Address: 54A Boat Quay (Level 2), Singapore 049843. Hours of Operation: Monday/Wednesday/Friday 11am-10pm, Saturday/Sunday 10am-10pm Admission Fee: First hour–$12, 3-hour pass–$24, Whole day pass–$32. 

The Cat Café 

The Cat Café was founded in June 2014 and is located above the bustling retail hive of Bugis Street. Compared to other cat cafés that usually only allot an hour per entry fee, The Cat Café offers unlimited time with the resident kitties. It’s home to 15 to 20 ex-stray or adopted cats. It’s spacious and well lit and the cats take centre stage.

Plastered all around the walls are introductions to the furry personalities, including tips so you can properly forge connections with that special kitty. Grab a freshly brewed coffee and a pastry, as you may be stuck there for hours.

Address: 241B Victoria Street, Singapore 188030. Hours of Operation: Tuesday through Sunday, 10am-10pm, and Monday, 3pm-10pm. Admission Fee: Whole day pass–$16. Features free WiFi and a complimentary soft drink.

Age Restrictions: Minimum age is 6-years-old, and children under 12 years old are required to be accompanied by an adult. 

Meomi Cat Café

Meomi Cat Café was founded in July of 2014, and is also located nearest the Bugis station. It is a small and cosy space that offers customers a nice afternoon get-away with plenty of comfortable seating areas.

They house seven adorable felines of less-commonly-seen breeds in Singapore. The small intimate space lets you get up close and personal with every cat in the room. They have plenty of toys for the cats, including wall steps and a catwalk, and they sell cat paraphernalia including, badges, stickers, and mugs. The place is sure to keep you entertained for hours.

Address: 668 North Bridge Road, Singapore 188801. Hours of Operation: 7 days a week, 11am-10pm (Last entry to the cat room is 9pm).  Admission Fee: $13 for adults and $7 for children, includes free WiFi, and a complimentary drink.

Age Restrictions: Minimum age is 6-years-old. 

Cats Safari Singapore

Although not a café, Cats Safari Singapore opened in October 2015 and is another cat haven in Singapore worth mentioning.
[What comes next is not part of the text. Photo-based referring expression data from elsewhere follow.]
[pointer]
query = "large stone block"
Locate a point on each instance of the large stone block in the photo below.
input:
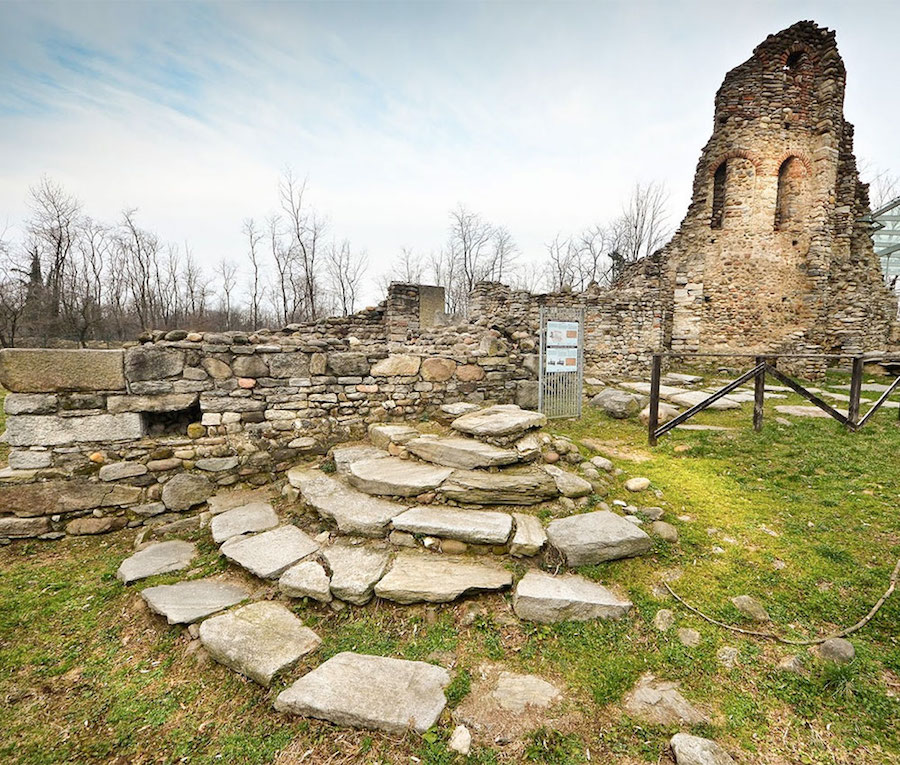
(48, 430)
(42, 370)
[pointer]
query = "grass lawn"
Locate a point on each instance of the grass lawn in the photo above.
(804, 517)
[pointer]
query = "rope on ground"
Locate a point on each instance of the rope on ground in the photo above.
(787, 641)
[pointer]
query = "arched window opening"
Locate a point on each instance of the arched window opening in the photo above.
(718, 212)
(789, 200)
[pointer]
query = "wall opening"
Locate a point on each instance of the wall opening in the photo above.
(718, 211)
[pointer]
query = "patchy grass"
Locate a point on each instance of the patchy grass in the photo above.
(806, 520)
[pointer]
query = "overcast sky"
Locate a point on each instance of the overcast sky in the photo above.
(540, 116)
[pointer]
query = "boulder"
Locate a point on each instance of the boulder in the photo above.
(187, 602)
(596, 537)
(525, 486)
(186, 490)
(540, 597)
(372, 692)
(416, 578)
(473, 526)
(271, 553)
(460, 452)
(31, 370)
(258, 640)
(396, 477)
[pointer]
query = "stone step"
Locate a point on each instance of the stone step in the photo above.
(187, 602)
(596, 537)
(395, 477)
(159, 558)
(540, 597)
(373, 692)
(473, 526)
(353, 511)
(259, 640)
(269, 554)
(461, 452)
(519, 486)
(417, 578)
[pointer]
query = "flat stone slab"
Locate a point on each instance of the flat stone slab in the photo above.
(355, 570)
(525, 486)
(269, 554)
(344, 456)
(159, 558)
(503, 421)
(461, 452)
(596, 537)
(416, 578)
(186, 602)
(540, 597)
(396, 477)
(373, 692)
(475, 526)
(249, 519)
(259, 640)
(353, 511)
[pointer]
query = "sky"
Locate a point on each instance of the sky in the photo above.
(540, 116)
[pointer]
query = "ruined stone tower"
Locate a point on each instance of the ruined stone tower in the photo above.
(772, 254)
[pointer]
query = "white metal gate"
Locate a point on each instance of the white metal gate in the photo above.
(561, 361)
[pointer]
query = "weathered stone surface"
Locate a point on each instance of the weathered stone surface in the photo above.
(159, 558)
(474, 526)
(460, 452)
(91, 525)
(258, 640)
(306, 579)
(660, 703)
(353, 511)
(504, 422)
(396, 477)
(269, 554)
(49, 430)
(186, 490)
(21, 528)
(168, 402)
(418, 578)
(540, 597)
(186, 602)
(526, 486)
(370, 692)
(568, 484)
(30, 403)
(118, 470)
(41, 370)
(618, 403)
(249, 519)
(397, 365)
(596, 537)
(144, 362)
(693, 750)
(529, 537)
(355, 570)
(344, 456)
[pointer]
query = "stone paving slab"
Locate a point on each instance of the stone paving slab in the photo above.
(396, 477)
(159, 558)
(373, 692)
(259, 640)
(249, 519)
(269, 554)
(474, 526)
(596, 537)
(187, 602)
(540, 597)
(353, 511)
(417, 578)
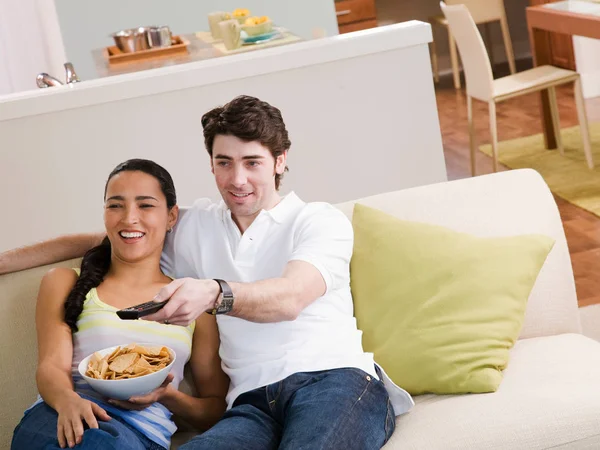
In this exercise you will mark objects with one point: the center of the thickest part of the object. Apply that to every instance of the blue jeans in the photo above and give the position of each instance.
(37, 430)
(332, 409)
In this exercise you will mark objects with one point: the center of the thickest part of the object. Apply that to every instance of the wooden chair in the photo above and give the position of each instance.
(483, 12)
(482, 86)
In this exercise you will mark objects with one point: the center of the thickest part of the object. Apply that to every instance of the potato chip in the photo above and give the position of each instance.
(130, 361)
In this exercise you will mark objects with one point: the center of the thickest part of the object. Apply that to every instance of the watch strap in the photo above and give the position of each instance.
(226, 303)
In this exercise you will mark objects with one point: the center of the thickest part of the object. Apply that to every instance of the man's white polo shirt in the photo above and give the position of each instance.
(206, 243)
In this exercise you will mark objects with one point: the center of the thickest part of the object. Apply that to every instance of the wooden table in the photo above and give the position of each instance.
(575, 17)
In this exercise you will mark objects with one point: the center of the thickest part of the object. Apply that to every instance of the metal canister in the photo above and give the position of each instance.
(159, 36)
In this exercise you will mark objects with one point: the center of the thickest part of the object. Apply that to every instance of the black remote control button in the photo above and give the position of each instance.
(141, 310)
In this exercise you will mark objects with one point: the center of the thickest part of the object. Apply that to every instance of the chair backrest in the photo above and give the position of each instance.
(476, 63)
(482, 11)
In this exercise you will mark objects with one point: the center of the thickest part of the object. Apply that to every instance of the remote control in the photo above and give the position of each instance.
(143, 309)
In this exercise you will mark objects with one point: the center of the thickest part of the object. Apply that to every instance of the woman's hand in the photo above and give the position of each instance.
(144, 401)
(72, 412)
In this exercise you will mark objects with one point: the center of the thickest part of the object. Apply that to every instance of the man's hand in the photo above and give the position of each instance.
(188, 299)
(144, 401)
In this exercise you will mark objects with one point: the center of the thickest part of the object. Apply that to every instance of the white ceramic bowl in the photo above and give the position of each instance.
(129, 387)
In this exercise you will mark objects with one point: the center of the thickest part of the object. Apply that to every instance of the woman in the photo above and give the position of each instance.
(76, 316)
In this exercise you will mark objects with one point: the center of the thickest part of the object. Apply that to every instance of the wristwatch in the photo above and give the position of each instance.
(226, 299)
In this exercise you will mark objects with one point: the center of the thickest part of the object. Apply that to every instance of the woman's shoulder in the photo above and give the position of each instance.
(60, 277)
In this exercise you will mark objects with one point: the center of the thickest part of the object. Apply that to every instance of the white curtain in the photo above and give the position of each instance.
(30, 43)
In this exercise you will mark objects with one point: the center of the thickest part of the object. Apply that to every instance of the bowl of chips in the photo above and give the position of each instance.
(122, 372)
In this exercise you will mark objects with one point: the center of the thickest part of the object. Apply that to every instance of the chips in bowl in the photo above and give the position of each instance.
(124, 371)
(130, 361)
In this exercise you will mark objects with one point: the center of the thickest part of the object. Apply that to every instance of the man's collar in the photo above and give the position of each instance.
(288, 204)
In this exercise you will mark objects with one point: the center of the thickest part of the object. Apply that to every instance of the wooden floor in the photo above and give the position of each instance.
(517, 118)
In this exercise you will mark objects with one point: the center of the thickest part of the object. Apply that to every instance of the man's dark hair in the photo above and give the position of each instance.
(248, 119)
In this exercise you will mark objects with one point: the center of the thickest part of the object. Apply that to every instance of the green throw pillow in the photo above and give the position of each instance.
(438, 308)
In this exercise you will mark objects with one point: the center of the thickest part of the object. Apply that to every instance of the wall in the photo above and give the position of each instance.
(360, 110)
(30, 43)
(87, 25)
(587, 60)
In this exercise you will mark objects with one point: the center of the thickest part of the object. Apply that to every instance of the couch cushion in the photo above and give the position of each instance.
(440, 309)
(18, 344)
(549, 398)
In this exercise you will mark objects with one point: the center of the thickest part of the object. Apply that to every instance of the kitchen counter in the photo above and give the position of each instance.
(344, 99)
(197, 50)
(201, 47)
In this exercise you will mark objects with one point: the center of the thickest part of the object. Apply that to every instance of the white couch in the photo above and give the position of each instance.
(550, 395)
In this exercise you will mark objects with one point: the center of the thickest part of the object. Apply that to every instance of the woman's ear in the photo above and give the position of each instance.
(173, 216)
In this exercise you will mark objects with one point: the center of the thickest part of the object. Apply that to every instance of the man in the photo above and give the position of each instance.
(275, 270)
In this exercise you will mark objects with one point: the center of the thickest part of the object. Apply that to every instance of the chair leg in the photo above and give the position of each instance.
(454, 59)
(434, 66)
(494, 133)
(583, 125)
(510, 56)
(489, 42)
(471, 135)
(555, 119)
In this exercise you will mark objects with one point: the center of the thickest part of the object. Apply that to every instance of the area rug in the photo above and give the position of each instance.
(590, 321)
(568, 176)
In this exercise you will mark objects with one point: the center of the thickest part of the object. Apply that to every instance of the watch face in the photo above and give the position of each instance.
(226, 305)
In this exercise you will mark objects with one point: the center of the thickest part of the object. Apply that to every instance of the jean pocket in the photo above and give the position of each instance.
(390, 421)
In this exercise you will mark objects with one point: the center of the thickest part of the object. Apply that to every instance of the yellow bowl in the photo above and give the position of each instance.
(256, 30)
(240, 19)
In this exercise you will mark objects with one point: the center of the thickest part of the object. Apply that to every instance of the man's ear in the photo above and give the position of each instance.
(280, 163)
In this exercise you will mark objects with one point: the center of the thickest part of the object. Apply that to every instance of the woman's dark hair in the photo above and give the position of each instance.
(248, 119)
(96, 262)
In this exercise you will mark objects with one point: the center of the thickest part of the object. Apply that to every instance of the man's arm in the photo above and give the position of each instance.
(320, 262)
(278, 299)
(270, 300)
(48, 252)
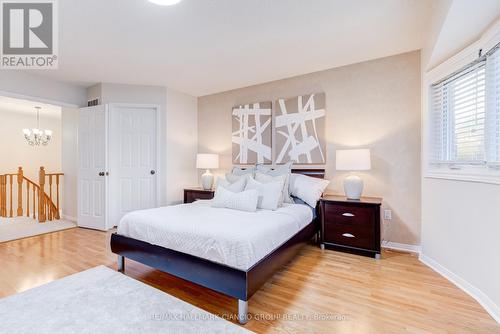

It is a place for cat lovers to gather and relax with the company of the resident therapy cats. They have a back-to-nature theme, where cats can be cats.

Cats Safari is open to the public on the weekends, making it the perfect way to unwind at the end of a long, stressful work week. What better way to calm those frazzled nerves than with a warm cat purring in your lap? Be sure to call ahead and book a personal therapy slot. 

Address: 110 Turf Club Road (Sunny Heights), Bukit Timah, Singapore 288000. Hours of Operation: Sat: 2pm–6pm; Sun: 1pm–6pm. Admission Fee: $5 for adults and $3 for students.

Whether you’re a local Singaporean unable to own a cat, an expat missing your cat from back home, or simply travelling through the area and need some cuddle time, rather than blowing all your cash on an expensive dinner or a trip to the spa, indulge in some cat therapy that won’t break the bank.

Take an afternoon cat café tour to check out one or all four of these cat havens on our list. Chillax and find yourself surrounded by fluffy, lovable felines. 

This article is dedicated to Jelly who passed away at the age of 21 on the 29th of June this year. Jelly was our Lifestyle Collective Youtube star, often featured in our Tried & Tested videos.